Another sweltering month in Charlotte, another boatload of mysteries past and present for overworked, overstressed forensic anthropologist Temperance Brennan.

A week after the night she chases but fails to catch a mysterious trespasser outside her town house, some unknown party texts Tempe four images of a corpse that looks as if it’s been chewed by wild hogs, because it has been. Showboat Medical Examiner Margot Heavner makes it clear that, breaking with her department’s earlier practice (The Bone Collection, 2016, etc.), she has no intention of calling in Tempe as a consultant and promptly identifies the faceless body herself as that of a young Asian man. Nettled by several errors in Heavner’s analysis, and even more by her willingness to share the gory details at a press conference, Tempe launches her own investigation, which is not so much off the books as against the books. Heavner isn’t exactly mollified when Tempe, aided by retired police detective Skinny Slidell and a host of experts, puts a name to the dead man. But the hints of other crimes Tempe’s identification uncovers, particularly crimes against children, spur her on to redouble her efforts despite the new M.E.’s splenetic outbursts.

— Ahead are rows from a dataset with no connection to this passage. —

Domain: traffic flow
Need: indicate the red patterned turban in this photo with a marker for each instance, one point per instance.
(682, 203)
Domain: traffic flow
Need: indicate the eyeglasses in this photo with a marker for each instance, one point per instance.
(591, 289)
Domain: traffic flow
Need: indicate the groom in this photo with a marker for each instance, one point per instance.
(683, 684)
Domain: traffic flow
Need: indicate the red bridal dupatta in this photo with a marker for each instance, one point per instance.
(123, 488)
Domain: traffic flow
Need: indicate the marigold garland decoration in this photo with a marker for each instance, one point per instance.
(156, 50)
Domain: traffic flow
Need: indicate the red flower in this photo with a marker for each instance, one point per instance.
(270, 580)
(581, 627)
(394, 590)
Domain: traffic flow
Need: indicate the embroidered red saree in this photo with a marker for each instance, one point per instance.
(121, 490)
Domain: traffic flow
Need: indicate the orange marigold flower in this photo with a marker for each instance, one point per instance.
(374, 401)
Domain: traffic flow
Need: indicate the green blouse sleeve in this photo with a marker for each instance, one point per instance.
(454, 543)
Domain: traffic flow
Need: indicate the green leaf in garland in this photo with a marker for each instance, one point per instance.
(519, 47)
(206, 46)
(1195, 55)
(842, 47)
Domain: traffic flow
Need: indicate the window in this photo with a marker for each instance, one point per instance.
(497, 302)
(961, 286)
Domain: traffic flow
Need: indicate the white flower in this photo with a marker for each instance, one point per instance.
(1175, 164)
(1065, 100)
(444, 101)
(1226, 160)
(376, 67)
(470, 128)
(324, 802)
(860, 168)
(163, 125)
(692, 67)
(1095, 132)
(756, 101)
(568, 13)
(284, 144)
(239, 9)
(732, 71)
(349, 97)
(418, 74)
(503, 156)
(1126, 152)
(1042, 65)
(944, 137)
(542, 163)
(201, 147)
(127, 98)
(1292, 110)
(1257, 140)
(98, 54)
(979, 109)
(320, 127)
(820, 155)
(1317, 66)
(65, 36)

Before he died, it seems, Felix Vodyanov was linked to a passenger ferry that sank in 1994, an even earlier U.S. government project to research biological agents that could control human behavior, the hinky spiritual retreat Sparkling Waters, the dark web site DeepUnder, and the disappearances of at least four schoolchildren, two of whom have also turned up dead. And why on earth was Vodyanov carrying Tempe’s own contact information? The mounting evidence of ever more and ever worse skulduggery will pull Tempe deeper and deeper down what even she sees as a rabbit hole before she confronts a ringleader implicated in “Drugs. Fraud. Breaking and entering. Arson. Kidnapping. How does attempted murder sound?”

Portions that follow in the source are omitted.